Ntvnews.id, Gaza - Hamas menyatakan kesiapannya untuk melakukan dialog nasional bersama seluruh faksi Palestina. Kelompok pejuang tersebut menuduh Israel memanfaatkan penderitaan kemanusiaan di Gaza sebagai alat tawar-menawar politik.
Dilansir dari Anadolu, Sabtu, 25 Oktober 2025, pernyataan ini disampaikan bertepatan dengan pertemuan antara delegasi Hamas dan Fatah di Kairo, yang dimediasi Mesir, untuk membahas fase kedua perjanjian gencatan senjata di Gaza dan masa depan wilayah tersebut.
Dalam wawancara dengan Anadolu, juru bicara Hamas, Hazem Qassem, menegaskan bahwa gerakan tersebut “menuju dialog nasional dengan hati terbuka dan mengulurkan tangan kepada Otoritas Palestina dan kekuatan nasional lainnya.” Ia menambahkan bahwa otoritas itu “adalah salah satu institusi Palestina yang tidak dapat diabaikan.”
Qassem juga menyerukan agar pihak berwenang “menyelaraskan diri dengan konsensus nasional yang berlaku di Gaza dan datang ke dialog dengan pikiran terbuka.”
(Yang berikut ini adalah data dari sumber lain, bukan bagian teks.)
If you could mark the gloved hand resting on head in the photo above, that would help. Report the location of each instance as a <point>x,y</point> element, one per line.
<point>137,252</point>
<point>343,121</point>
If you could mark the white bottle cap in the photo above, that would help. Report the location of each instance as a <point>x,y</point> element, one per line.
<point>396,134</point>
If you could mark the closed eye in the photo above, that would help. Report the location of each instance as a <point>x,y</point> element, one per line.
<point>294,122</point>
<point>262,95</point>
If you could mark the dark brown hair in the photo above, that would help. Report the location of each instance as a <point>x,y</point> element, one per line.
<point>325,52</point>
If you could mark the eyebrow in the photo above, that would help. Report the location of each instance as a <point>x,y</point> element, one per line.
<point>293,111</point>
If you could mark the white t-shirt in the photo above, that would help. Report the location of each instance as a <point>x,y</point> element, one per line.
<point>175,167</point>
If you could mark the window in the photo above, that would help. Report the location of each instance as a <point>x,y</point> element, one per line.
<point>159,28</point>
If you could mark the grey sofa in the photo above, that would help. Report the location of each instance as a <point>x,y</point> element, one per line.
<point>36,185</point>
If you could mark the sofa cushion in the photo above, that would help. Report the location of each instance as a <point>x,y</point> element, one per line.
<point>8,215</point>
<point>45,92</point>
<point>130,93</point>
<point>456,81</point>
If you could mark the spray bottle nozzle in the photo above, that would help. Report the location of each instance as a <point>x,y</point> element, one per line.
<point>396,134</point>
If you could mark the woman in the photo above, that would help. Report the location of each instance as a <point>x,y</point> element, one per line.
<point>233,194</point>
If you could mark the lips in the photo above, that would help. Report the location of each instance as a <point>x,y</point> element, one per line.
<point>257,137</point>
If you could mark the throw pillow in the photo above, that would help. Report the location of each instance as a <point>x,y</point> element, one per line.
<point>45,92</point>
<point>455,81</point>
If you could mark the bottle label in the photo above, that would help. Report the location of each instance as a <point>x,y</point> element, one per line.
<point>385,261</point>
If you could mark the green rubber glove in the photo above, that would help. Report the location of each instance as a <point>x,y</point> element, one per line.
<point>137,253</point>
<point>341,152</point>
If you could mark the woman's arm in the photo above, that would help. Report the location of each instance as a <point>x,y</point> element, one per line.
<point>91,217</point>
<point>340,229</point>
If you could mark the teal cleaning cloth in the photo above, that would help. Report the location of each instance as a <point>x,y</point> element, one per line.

“Ini adalah saatnya untuk persatuan nasional dan memprioritaskan kepentingan nasional di atas kepentingan partisan yang sempit,” ujar Qassem, seperti dikutip dari Anadolu, Sabtu, 25 Oktober 2025.
Baca Juga: Kelakar Trump Bakal Musnahkan Hamas, Jika...
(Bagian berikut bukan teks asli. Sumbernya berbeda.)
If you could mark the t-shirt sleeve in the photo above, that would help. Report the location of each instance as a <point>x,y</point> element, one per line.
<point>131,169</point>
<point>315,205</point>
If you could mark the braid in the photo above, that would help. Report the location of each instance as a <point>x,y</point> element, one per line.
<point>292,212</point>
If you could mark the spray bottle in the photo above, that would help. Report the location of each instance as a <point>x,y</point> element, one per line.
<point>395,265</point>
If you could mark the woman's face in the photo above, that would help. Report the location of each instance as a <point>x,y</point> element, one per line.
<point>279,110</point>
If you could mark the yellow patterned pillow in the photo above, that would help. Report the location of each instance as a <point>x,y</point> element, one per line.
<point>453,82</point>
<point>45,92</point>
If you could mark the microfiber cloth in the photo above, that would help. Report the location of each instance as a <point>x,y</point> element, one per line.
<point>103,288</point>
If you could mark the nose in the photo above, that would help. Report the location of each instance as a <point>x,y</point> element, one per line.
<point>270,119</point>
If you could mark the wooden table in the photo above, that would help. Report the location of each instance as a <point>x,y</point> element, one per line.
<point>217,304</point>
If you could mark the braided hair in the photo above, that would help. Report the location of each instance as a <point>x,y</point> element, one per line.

Ia memperingatkan bahwa “periode saat ini berbahaya tidak hanya bagi Hamas, tetapi juga bagi seluruh rakyat Palestina di Gaza dan Tepi Barat.”
Qassem menegaskan kembali komitmen Hamas untuk melaksanakan perjanjian gencatan senjata Gaza “dalam semua detailnya,” serta mendesak para mediator untuk menekan Israel agar mematuhi seluruh ketentuan.
Ia mengungkapkan bahwa Hamas telah mengadakan “diskusi 24 jam untuk menyelesaikan perjanjian dan mengambil langkah-langkah lapangan yang signifikan untuk mengimplementasikan apa yang telah disepakati.”
Menurut Qassem, Hamas telah menerima jaminan tegas dari Turki, Mesir, Qatar, serta jaminan langsung dari Amerika Serikat bahwa “perang telah berakhir secara efektif” dan pelaksanaan perjanjian tersebut “merupakan penyelesaian penuhnya.”
Ia menambahkan bahwa tahap pertama perjanjian telah diselesaikan, dengan penyerahan tawanan hidup dan sejumlah jenazah, serta upaya lanjutan untuk menyerahkan sisanya.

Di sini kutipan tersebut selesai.